The Property of Sir Brooke Boothby, 15th Bt., removed from Fonmon Castle, Glamorgan

A walnut month-going longcase clock, Joseph & Thomas Windmills, London, circa 1715

Lot Closed

January 17, 03:33 PM GMT

Estimate

8,000 - 12,000 GBP

Lot Details

Description

12-inch dial with engraved wheat ear border and bold winged cherub and foliate scroll spandrels, signed Windmills, London, finely matted centre with subsididary seconds dial, ringed winding and date apertures, the matted arch with a silvered regulation sector, the movement with six knopped and ringed pillars, reversed five wheel trains, anchor escapement with rise and fall regulation, striking on a bell, the case with double break-arch moulded top and gilt-brass capped hood pilasters, the rectangular trunk door inset with a brass-framed lenticle, the whole veneered with well figured wood,


238cm. 7ft.9¾in. high


This lot will be on view in our New Bond Street galleries on 9th, 10th, 11th, 12th, 15th, 16th and 17th January 2024.

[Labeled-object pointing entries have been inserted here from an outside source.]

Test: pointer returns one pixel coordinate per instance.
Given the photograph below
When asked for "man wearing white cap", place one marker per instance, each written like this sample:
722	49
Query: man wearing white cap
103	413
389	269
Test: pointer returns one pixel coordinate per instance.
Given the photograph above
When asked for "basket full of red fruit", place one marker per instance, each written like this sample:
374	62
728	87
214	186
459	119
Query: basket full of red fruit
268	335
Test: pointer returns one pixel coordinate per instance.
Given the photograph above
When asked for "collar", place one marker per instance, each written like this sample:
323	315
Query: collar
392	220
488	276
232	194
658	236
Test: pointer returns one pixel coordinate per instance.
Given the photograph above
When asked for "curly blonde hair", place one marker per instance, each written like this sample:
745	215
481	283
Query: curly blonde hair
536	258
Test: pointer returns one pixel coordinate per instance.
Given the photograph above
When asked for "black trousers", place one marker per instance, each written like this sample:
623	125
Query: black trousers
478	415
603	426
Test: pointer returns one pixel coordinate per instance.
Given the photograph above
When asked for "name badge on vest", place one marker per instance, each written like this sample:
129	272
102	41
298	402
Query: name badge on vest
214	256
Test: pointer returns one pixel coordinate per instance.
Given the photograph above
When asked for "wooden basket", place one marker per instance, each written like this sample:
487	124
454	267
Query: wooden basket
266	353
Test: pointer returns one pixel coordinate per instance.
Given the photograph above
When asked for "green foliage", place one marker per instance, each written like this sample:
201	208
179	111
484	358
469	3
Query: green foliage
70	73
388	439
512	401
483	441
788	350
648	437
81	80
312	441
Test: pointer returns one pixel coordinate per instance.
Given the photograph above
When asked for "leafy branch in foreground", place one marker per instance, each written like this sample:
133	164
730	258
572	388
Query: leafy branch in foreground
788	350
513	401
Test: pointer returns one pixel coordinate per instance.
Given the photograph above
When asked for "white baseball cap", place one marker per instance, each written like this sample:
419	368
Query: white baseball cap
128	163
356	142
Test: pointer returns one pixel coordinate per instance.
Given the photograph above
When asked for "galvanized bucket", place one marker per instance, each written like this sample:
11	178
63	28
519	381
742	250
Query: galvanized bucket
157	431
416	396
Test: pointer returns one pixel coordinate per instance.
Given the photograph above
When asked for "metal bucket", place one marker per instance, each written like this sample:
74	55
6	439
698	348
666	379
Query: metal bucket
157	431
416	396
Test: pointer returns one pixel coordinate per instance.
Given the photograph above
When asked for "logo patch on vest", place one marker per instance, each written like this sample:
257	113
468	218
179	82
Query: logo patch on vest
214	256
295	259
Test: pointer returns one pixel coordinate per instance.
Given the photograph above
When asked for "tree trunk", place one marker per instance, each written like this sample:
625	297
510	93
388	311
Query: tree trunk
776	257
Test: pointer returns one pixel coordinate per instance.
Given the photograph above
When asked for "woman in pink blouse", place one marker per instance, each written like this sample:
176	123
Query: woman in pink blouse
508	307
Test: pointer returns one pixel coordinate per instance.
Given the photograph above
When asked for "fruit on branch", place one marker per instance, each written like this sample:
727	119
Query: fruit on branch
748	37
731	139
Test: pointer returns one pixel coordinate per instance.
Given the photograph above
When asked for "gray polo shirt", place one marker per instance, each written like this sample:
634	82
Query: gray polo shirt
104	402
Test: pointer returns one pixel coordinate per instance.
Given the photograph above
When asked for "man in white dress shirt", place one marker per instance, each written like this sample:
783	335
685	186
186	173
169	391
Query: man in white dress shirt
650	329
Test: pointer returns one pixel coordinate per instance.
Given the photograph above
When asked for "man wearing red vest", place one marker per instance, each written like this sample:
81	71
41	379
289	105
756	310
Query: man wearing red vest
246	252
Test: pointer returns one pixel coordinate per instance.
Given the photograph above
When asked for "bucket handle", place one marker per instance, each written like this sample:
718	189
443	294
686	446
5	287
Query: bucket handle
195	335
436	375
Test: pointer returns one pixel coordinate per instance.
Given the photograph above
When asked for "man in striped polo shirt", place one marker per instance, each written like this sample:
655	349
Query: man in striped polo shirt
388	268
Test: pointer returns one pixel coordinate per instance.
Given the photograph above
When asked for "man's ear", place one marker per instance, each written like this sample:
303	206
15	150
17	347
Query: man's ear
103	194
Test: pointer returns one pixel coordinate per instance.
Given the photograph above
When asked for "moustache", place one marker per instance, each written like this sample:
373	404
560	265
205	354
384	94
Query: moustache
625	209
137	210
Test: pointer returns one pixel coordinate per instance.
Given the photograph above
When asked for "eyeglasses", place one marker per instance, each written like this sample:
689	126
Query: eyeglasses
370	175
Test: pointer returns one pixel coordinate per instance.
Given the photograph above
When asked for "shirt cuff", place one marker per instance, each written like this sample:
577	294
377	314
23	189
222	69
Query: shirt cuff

Joseph Windmills, a highly regarded maker, was made Free of the Clockmakers' Company in 1671 and became its Master in 1702. Shortly after this date he formed a partnership with his son Thomas and the clocks and watches made by the firm were either signed Windmills, without forename, or J & T Windmills.


It is generally accepted that the arch was very rarely added to the dials of longcase clocks before 1710, the arch containing either a subsidiary dial for strike/silent or calendar or a signature boss. In this instance, it contains a regulation sector linked to the rise and fall mechanism regulating the timekeeping of the clock. Another early longcase clock by George Graham and with a regulation dial in the arch is illustrated and described by Tom Robinson, The Longcase Clock, Antique Collectors' Club, 1981, p.213 figs. 9/26 and 9/27.